O capítulo 371 contém nove diagramas que simbolizam os graus ontológicos e cósmicos da Obra de Deus na Existência Universal, que Ibn Arabi comenta em nove seções. Nesse capítulo, encontramos os principais graus existenciais, comentados de uma maneira diferente, que o Mestre apresenta no capítulo 198. No final de nossa introdução, apresentamos nove diagramas correspondentes a essas nove seções, comentando-as brevemente para mostrar, de forma mais concreta, como elas se relacionam com os estágios escatológicos descritos com mais detalhes nos cinco capítulos dedicados a elas.

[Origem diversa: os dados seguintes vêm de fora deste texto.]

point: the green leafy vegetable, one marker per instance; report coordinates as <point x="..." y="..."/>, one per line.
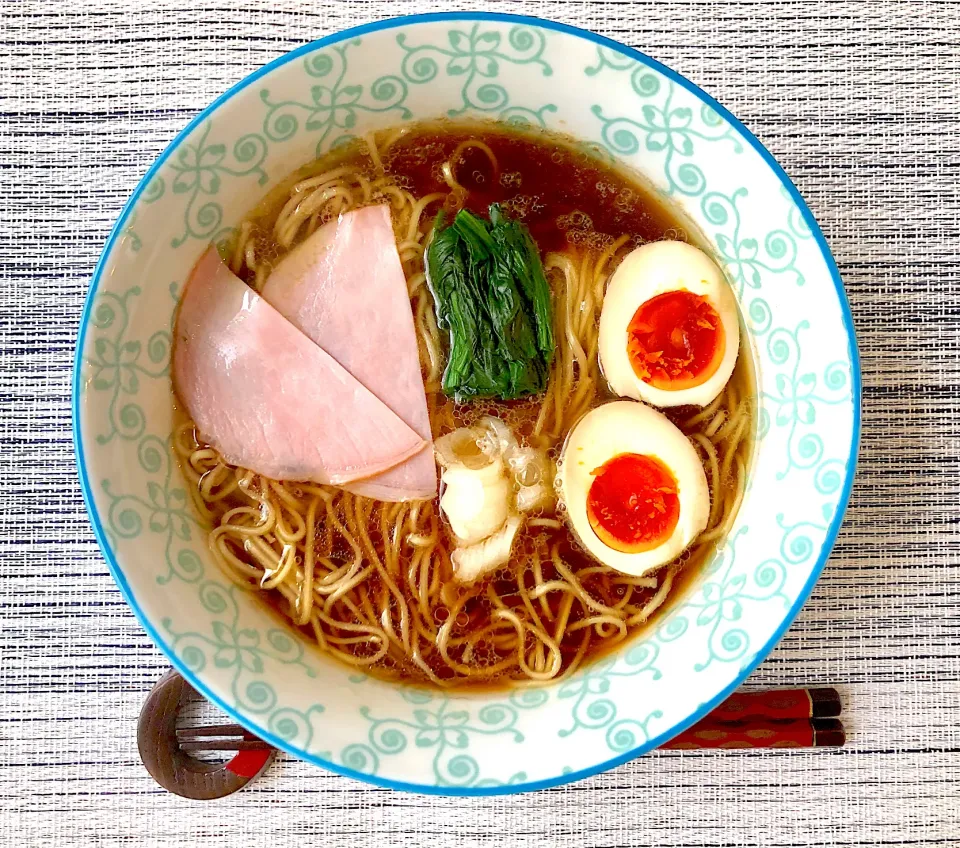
<point x="493" y="299"/>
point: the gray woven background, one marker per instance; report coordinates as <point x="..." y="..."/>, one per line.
<point x="859" y="101"/>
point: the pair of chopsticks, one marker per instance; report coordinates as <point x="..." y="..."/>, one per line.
<point x="784" y="718"/>
<point x="778" y="718"/>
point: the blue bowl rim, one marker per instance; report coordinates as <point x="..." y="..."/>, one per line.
<point x="745" y="670"/>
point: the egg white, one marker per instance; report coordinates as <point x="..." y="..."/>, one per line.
<point x="650" y="270"/>
<point x="628" y="427"/>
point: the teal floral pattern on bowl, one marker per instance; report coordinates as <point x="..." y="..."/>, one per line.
<point x="621" y="105"/>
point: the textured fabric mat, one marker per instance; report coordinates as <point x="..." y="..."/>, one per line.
<point x="858" y="101"/>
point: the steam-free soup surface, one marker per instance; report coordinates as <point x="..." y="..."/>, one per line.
<point x="382" y="597"/>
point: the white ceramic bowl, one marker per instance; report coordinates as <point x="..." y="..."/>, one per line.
<point x="624" y="105"/>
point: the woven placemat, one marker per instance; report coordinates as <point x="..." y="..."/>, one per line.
<point x="859" y="102"/>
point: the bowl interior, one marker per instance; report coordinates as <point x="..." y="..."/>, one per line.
<point x="622" y="105"/>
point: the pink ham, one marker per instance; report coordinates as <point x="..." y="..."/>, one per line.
<point x="345" y="288"/>
<point x="267" y="397"/>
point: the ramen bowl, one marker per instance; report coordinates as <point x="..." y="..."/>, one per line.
<point x="620" y="104"/>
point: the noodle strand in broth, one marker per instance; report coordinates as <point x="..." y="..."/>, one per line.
<point x="371" y="582"/>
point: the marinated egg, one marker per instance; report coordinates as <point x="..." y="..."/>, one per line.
<point x="633" y="487"/>
<point x="669" y="332"/>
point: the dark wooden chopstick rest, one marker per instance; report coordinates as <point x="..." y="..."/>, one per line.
<point x="778" y="718"/>
<point x="165" y="750"/>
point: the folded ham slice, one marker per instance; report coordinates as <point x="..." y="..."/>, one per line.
<point x="345" y="288"/>
<point x="267" y="397"/>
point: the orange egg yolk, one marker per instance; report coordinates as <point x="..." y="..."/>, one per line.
<point x="632" y="504"/>
<point x="675" y="340"/>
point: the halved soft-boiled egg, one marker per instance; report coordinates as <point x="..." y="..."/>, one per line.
<point x="633" y="487"/>
<point x="669" y="329"/>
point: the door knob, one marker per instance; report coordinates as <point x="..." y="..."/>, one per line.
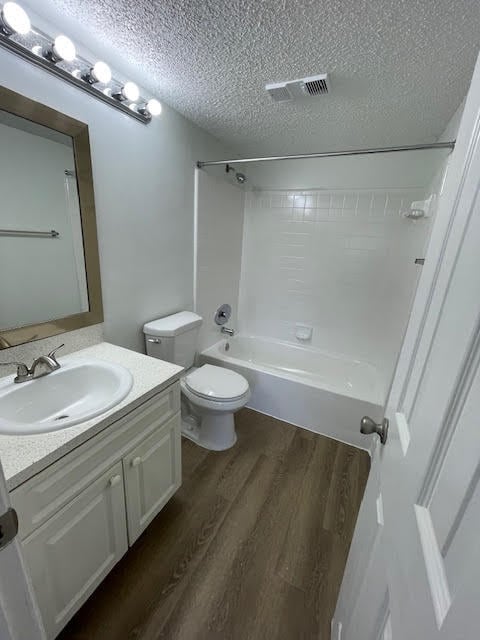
<point x="368" y="426"/>
<point x="115" y="480"/>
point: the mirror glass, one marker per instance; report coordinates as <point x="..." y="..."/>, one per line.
<point x="42" y="263"/>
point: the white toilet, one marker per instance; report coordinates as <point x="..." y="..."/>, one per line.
<point x="210" y="395"/>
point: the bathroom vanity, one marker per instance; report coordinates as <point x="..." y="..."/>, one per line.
<point x="84" y="494"/>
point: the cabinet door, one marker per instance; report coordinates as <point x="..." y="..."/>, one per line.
<point x="152" y="475"/>
<point x="70" y="554"/>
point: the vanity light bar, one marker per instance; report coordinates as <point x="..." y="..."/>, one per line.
<point x="58" y="56"/>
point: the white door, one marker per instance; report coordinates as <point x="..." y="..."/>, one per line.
<point x="413" y="571"/>
<point x="19" y="617"/>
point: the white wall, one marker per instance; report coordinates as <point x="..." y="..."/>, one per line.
<point x="220" y="212"/>
<point x="38" y="276"/>
<point x="400" y="170"/>
<point x="144" y="182"/>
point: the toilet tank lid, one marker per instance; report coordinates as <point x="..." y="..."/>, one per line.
<point x="172" y="325"/>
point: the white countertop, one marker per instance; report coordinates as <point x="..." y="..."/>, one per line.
<point x="24" y="456"/>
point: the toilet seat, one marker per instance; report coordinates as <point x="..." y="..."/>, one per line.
<point x="216" y="384"/>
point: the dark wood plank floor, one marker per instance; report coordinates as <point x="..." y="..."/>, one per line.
<point x="253" y="546"/>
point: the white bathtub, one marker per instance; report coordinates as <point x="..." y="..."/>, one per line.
<point x="307" y="387"/>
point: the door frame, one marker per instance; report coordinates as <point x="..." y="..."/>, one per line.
<point x="462" y="183"/>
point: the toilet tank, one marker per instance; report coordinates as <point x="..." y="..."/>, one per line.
<point x="173" y="338"/>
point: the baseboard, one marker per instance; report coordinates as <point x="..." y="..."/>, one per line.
<point x="336" y="630"/>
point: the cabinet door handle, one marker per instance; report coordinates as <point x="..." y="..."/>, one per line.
<point x="115" y="480"/>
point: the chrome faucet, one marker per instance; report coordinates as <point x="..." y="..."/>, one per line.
<point x="48" y="363"/>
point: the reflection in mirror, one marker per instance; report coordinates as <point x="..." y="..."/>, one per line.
<point x="42" y="264"/>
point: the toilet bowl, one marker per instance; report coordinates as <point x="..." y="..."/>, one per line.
<point x="210" y="395"/>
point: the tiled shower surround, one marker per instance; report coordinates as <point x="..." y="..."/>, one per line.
<point x="341" y="261"/>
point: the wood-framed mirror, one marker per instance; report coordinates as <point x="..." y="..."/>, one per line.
<point x="49" y="264"/>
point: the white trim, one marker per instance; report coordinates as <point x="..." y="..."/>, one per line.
<point x="437" y="577"/>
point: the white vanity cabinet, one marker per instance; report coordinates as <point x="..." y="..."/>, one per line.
<point x="79" y="515"/>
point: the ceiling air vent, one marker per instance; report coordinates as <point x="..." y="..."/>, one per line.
<point x="310" y="87"/>
<point x="316" y="85"/>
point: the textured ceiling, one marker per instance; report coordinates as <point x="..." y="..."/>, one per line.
<point x="399" y="68"/>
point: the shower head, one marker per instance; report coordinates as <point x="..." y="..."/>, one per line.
<point x="241" y="177"/>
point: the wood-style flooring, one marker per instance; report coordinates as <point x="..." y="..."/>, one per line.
<point x="253" y="545"/>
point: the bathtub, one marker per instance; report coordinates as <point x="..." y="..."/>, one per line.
<point x="312" y="389"/>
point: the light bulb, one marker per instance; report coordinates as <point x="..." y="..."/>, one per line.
<point x="130" y="91"/>
<point x="14" y="19"/>
<point x="154" y="107"/>
<point x="101" y="72"/>
<point x="63" y="49"/>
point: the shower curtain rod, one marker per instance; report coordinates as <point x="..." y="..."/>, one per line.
<point x="333" y="154"/>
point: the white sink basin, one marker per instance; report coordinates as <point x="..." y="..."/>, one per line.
<point x="78" y="391"/>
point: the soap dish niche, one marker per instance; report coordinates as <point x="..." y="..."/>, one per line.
<point x="303" y="332"/>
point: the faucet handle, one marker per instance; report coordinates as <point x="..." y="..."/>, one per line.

À medida que avança, e para basear sua apresentação na autoridade dupla do Livro revelado e da Sunnah autêntica, Ibn Arabi cita apenas os versículos mais representativos que selecionou para estruturar as diferentes partes de seu discurso. Deve-se ressaltar que o texto do Alcorão oferece um panorama amplo e, ao mesmo tempo, muito detalhado da vida após a morte até a ressurreição. Nos cinco capítulos mencionados, Ibn Arabi não faz a exegese de todas as passagens do Alcorão que tratam desses temas, mas comenta algumas que lhe parecem mais essenciais ou mais representativas, e não o faz em relação a outras. Também é importante ressaltar que, no Alcorão, as descrições de Deus sobre a escatologia não são apresentadas de forma organizada, e a ordem em que são apresentadas não é a de uma exposição racional de acordo com a lógica humana. Como resultado, a composição do texto corânico muitas vezes confunde a mente, especialmente a de um ocidental acostumado a classificar temas em categorias bem definidas. Além disso, muitas das sequências do Livro revelado que têm a ver com a escatologia frequentemente tocam em vários aspectos ou fases de interesse para o nosso assunto. Portanto, é difícil, se não impossível, classificá-las em uma ordem lógica. Além disso, nesses cinco capítulos, Ibn Arabi desenvolve um processo “ascendente” de pós-morte, começando pela condição mais inferior, a Geena ou “o Infernal”, de acordo com o significado etimológico da raiz desse termo, e culminando no Dia da Grande Ressurreição, após o qual os seres humanos assumirão uma condição infernal ou paradisíaca. (IAMorteMG)


  1. Não estamos falando aqui das constelações ao redor do Zodíaco, mas das doze determinações espaciais (maqâdir) que dividem essa área do céu em partes iguais.